Early photographs show the steeple reaching well over one hundred feet high, but today only a section of the tower’s stone base remains, and a fence cordons off the entire building due to the crumbling façade. When the Department of Licenses and Inspections threatened to demolish the church, a few members of the congregation decided their only alternative was to stabilize the structure themselves.
Typically, before repair work can begin on a historic building, a preservation plan must be in place, engineers must be consulted, and fully insured contractors vetted. These were simply untenable prerequisites for 19th Street Baptist, where large patches of sky were visible through holes in the church’s roof, and plants had begun to grow up from the rotting floorboards. “Those of us with trade skills, we got together and said, ‘Look, how do we keep this building from falling down?’” recalls Butler.

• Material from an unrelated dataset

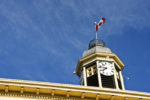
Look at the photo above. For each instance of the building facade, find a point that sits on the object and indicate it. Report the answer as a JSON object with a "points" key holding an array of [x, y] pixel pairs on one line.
{"points": [[100, 73]]}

Aaron Wunsch, a University of Pennsylvania professor in historic preservation, explains that many of the city’s worthy buildings have been lost because their stewards wouldn’t roll up their sleeves. “There is such a thing as a grassroots, hands-on approach to preservation that necessarily complements the institutional approach,” he says.
Wunsch helped the congregation apply to the National Trust for Historic Preservation for a modest emergency repair grant. Then, last winter, Wunsch, Butler (a carpenter), parishioner Vincent Smith (an electrician) and Deacon Blackson filled a pick-up truck with sheet metal and lumber at Home Depot, and began to devise an ad-hoc system to patch the church’s roof.
Over a few weekends, and with under $5,000, they sealed the roof, buying time to raise funds for a formal restoration (former Mayor W. Wilson Goode has helped with fundraising efforts). “It’s true, one of us could have fallen off the roof as we stripped off the rotten asphalt,” Wunsch admits. But the risk has paid off—the building is saved.